Nous sommes un partenaire important de la ferme France. Avant Egalim déjà, nous avions lancé la contractualisation dans quelques filières agricoles. Nous présentons la spécificité d'avoir intégré les filières, conformément à la vision de notre fondateur, Jean-Pierre Le Roch, qui considérait il y a cinquante ans qu'il fallait maîtriser les différents maillons de la chaîne alimentaire. Cela demeure la volonté des 3 200 entreprises que je représente. Nous allons fêter les cinquante ans d'Agromousquetaires, né en 1974 de la reprise de la société Guidel, dans le Morbihan. Depuis, nous avons développé de manière empirique nos savoir-faire et étendu notre activité en investissant dans des sites industriels en difficulté et dans des entreprises familiales n'ayant pas de solution pour assurer la transmission de l'activité, mais aussi en prenant des participations dans des PME que nous avons accompagnées dans leur croissance.
Cette méthode, que nous appliquons depuis cinquante ans, a conduit à un certain nombre d'actions emblématiques. Nous avons créé en 1986 une usine d'embouteillage d'eau minérale à Aix-les-Bains, à la demande de la municipalité.
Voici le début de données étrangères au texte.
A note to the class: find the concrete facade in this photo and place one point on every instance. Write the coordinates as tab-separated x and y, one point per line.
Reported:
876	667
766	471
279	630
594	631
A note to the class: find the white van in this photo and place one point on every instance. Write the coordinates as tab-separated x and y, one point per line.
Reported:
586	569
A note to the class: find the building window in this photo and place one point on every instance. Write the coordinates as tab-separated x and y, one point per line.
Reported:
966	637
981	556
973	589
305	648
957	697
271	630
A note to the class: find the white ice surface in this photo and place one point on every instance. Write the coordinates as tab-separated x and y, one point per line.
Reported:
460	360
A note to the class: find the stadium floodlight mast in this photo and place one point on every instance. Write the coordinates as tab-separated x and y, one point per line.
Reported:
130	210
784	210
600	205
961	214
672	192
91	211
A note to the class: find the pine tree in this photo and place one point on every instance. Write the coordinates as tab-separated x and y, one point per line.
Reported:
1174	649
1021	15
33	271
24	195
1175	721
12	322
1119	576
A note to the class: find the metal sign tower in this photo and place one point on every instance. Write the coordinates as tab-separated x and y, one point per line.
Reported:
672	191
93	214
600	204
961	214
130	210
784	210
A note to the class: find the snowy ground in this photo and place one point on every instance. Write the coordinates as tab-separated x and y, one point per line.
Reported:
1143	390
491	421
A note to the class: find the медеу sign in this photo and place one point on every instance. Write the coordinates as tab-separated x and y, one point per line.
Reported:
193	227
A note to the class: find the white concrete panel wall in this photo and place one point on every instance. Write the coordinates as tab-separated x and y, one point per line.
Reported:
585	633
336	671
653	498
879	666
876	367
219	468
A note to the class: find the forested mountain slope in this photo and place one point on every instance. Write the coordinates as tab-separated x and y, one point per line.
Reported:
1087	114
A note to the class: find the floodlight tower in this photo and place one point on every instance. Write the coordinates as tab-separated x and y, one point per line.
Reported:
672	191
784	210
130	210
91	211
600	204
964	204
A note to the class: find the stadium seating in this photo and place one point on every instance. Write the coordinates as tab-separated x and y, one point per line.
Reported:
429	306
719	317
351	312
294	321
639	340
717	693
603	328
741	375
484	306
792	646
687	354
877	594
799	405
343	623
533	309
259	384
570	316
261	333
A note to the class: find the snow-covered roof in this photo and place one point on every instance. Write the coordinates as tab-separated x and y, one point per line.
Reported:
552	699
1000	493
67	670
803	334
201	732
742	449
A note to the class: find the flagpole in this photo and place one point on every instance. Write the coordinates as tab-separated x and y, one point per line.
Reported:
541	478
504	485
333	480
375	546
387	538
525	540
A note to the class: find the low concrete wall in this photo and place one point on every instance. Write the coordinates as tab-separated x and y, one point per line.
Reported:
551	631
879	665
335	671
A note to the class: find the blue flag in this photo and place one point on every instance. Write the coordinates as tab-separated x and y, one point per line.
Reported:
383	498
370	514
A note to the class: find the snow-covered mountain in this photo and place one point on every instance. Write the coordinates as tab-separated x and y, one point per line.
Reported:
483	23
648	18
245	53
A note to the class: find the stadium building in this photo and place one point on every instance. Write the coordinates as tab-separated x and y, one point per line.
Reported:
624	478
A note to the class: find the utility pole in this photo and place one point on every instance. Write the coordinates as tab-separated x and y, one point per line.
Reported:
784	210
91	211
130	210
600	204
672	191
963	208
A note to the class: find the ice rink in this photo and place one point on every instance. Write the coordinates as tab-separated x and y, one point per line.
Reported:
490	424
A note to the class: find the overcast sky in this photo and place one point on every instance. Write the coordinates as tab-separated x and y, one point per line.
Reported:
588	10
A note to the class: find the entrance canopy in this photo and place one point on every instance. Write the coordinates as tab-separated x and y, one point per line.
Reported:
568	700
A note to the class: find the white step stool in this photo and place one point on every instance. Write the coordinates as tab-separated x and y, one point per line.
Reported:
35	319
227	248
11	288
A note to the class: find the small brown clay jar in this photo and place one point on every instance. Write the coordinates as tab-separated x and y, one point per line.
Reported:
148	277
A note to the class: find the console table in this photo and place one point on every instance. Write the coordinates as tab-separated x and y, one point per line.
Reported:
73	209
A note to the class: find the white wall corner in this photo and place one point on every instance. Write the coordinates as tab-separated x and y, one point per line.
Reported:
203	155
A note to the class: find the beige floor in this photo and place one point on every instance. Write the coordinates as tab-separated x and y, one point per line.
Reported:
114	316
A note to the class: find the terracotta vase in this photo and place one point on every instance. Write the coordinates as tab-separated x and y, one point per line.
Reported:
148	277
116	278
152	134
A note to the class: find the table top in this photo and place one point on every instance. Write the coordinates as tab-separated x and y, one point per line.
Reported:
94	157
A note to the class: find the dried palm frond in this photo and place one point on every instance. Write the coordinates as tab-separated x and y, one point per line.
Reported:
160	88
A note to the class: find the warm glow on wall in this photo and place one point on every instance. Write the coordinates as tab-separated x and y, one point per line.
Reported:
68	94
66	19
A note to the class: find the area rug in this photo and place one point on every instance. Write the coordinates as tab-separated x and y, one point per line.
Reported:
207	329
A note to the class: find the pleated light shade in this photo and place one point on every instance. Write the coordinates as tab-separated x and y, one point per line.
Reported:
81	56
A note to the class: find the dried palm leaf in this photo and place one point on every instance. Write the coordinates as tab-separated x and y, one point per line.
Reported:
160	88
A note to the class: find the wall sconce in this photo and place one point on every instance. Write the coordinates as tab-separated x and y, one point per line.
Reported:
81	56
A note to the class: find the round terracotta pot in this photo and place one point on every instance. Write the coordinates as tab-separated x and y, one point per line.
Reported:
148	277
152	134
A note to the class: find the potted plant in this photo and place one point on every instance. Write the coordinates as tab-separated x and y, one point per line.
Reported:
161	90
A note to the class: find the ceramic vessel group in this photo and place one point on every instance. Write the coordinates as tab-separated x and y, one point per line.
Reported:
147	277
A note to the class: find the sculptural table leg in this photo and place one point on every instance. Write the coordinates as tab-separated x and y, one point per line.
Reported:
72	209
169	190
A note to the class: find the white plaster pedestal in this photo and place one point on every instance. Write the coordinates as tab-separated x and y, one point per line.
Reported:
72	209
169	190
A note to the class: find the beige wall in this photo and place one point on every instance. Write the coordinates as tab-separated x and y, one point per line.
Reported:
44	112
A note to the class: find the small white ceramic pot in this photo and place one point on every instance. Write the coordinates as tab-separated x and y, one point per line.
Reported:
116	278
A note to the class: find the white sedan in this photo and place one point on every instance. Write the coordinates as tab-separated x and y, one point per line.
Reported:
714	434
Nous avons procédé en 1990 au sauvetage de la laiterie Saint-Père, qui avait été fondée en 1905 en Loire-Atlantique et qui collecte 250 millions de litres de lait par an et fait travailler 400 éleveurs dans un rayon de 100 kilomètres. Nous sommes entrés au capital de Monique Ranou, entreprise née en 1905, installée à Quimper, qui est la première en France à avoir développé la charcuterie libre-service et emploie actuellement plus de 600 salariés. Nous avons acheté notre premier bateau, le Commandant Gué, en 1993, que nous avons rebaptisé le Kerguelen de Trémarec, avant de faire l'acquisition de plusieurs autres navires. En 2022, nous avons racheté St Mamet, une entreprise de transformation de fruits qui est partenaire de plus d'une centaine d'arboriculteurs dans le Sud-Est de la France.
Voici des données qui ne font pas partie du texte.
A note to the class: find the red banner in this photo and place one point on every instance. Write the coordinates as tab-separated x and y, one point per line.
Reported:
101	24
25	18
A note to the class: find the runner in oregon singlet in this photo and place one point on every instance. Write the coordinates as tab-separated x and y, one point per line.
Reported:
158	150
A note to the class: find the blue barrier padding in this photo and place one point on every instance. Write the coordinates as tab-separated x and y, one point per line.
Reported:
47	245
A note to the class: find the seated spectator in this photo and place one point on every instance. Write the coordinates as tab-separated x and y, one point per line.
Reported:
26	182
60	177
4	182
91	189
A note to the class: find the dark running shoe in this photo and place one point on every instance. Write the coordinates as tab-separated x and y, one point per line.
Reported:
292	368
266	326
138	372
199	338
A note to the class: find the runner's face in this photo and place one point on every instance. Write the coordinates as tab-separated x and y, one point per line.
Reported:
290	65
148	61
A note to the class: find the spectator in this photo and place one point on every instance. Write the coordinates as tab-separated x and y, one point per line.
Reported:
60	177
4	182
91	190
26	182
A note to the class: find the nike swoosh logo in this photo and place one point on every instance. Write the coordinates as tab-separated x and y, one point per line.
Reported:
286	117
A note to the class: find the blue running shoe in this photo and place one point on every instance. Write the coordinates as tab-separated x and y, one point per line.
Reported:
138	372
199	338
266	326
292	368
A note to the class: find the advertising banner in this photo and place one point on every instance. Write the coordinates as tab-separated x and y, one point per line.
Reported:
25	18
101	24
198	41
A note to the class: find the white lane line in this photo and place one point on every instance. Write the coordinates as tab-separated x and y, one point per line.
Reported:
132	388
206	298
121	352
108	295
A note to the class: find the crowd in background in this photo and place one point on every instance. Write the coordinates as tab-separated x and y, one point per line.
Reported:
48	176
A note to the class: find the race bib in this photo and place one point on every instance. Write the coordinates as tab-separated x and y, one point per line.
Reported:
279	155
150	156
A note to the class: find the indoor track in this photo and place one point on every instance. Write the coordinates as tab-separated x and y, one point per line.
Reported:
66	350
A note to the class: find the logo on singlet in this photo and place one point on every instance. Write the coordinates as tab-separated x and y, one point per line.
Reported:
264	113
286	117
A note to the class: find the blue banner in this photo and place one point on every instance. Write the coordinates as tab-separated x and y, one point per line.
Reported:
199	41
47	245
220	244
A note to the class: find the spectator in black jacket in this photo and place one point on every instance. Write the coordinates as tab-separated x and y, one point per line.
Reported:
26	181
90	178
Nous avons constitué, au fils des ans, l'un des premiers acteurs agroalimentaires français, les classements nous situant tantôt à la quatrième, tantôt à la troisième place. Le pôle industriel emploie 12 000 salariés, exploite cinquante-six usines et réalise un chiffre d'affaires de 4,7 milliards d'euros.
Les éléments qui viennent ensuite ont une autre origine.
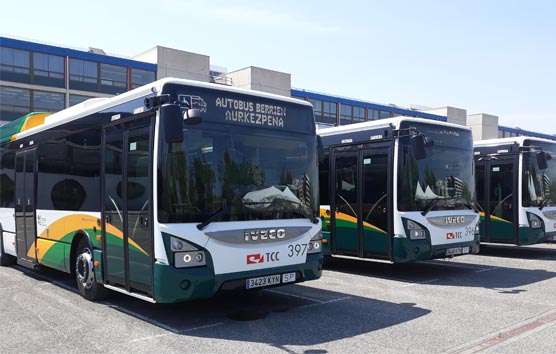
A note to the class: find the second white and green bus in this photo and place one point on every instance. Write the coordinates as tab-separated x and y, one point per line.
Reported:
515	190
398	190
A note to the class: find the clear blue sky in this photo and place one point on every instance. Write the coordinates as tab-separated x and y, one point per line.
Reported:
496	57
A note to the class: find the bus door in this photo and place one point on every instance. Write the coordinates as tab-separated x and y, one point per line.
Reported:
25	206
127	216
497	196
359	226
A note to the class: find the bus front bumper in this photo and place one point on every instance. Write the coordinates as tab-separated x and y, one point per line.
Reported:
176	285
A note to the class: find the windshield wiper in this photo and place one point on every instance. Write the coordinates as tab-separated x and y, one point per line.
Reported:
430	206
544	201
224	210
473	205
301	212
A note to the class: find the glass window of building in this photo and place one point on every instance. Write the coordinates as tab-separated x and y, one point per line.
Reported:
75	99
317	109
113	78
373	114
317	105
141	77
14	65
358	114
48	70
385	114
83	75
345	114
329	112
47	101
14	103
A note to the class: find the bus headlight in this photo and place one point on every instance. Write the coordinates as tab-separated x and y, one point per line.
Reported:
186	255
534	221
315	245
416	232
189	259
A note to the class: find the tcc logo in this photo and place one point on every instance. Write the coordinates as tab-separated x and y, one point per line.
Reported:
260	258
255	258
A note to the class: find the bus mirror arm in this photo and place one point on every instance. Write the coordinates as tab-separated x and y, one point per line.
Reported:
192	116
542	158
320	149
172	122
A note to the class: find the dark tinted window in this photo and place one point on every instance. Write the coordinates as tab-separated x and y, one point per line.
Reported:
14	65
141	77
48	101
113	79
48	70
68	195
83	75
14	102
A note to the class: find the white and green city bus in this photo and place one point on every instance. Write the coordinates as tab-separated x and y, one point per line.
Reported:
514	189
170	192
398	190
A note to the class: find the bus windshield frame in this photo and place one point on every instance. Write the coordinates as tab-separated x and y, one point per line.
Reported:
251	158
439	181
538	189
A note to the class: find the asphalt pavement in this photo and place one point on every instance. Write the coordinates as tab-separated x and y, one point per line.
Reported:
502	300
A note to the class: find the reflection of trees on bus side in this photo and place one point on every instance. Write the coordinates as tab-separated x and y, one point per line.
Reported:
233	174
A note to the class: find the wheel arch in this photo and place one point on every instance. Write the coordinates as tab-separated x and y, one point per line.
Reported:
77	237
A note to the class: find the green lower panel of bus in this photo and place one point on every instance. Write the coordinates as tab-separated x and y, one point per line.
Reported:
406	250
502	231
529	236
176	285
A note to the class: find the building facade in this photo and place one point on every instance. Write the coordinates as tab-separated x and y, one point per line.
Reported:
36	77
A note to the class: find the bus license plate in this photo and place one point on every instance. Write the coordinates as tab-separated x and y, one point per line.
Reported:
262	281
457	250
269	280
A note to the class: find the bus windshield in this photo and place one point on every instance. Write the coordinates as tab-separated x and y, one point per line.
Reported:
444	179
538	190
232	173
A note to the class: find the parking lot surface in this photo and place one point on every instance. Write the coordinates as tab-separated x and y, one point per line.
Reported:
502	300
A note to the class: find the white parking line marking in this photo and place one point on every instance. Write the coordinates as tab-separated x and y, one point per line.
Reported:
326	302
292	295
486	270
201	327
143	318
421	282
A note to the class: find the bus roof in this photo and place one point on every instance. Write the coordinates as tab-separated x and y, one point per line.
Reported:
31	123
383	123
506	141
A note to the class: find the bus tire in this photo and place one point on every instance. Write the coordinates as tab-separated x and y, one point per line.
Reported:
6	259
88	287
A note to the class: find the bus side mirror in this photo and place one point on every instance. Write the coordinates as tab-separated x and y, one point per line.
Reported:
172	123
542	158
418	145
192	116
320	149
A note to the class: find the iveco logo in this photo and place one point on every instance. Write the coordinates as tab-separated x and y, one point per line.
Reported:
263	234
449	220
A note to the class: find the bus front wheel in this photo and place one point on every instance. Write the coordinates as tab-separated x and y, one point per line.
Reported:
85	273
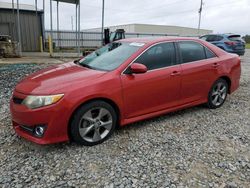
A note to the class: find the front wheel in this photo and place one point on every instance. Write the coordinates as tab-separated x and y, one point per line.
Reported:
93	123
217	94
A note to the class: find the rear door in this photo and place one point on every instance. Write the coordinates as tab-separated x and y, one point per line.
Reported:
199	69
159	87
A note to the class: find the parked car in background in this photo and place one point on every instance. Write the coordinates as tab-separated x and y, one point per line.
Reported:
229	42
121	83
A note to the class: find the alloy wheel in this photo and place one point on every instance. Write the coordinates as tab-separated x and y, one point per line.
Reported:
219	94
95	124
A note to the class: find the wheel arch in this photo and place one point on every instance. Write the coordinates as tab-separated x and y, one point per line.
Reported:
228	80
107	100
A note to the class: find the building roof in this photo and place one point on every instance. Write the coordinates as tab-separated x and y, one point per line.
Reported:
150	25
69	1
4	5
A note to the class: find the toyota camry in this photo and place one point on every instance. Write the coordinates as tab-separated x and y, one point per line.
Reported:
121	83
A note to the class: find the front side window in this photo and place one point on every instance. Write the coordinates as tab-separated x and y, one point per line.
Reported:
191	51
110	56
158	56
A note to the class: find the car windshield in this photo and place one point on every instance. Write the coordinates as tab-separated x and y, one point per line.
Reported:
235	38
110	56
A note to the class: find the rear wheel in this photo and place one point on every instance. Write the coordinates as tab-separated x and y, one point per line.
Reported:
217	94
93	123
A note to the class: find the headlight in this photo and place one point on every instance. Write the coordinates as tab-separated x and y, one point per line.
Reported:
33	102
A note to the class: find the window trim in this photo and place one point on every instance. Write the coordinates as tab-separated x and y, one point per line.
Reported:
180	55
176	57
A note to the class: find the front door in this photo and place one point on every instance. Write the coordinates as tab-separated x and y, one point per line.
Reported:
158	88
Les représentants de Carrefour indiquaient ce matin que leur groupe réalisait des achats directs d'un montant de 1 milliard d'euros en tant que distributeur. Nous nous situons à peu près au même niveau mais, en plus, nous consacrons 1,7 milliard d'euros à l'achat de matières premières destinées à notre production industrielle. Le total de nos achats s'élève donc à près de 2,7 milliards d'euros, ce qui fait de nous le plus gros acheteur – ou l'un des plus gros acheteurs – de produits agricoles en France.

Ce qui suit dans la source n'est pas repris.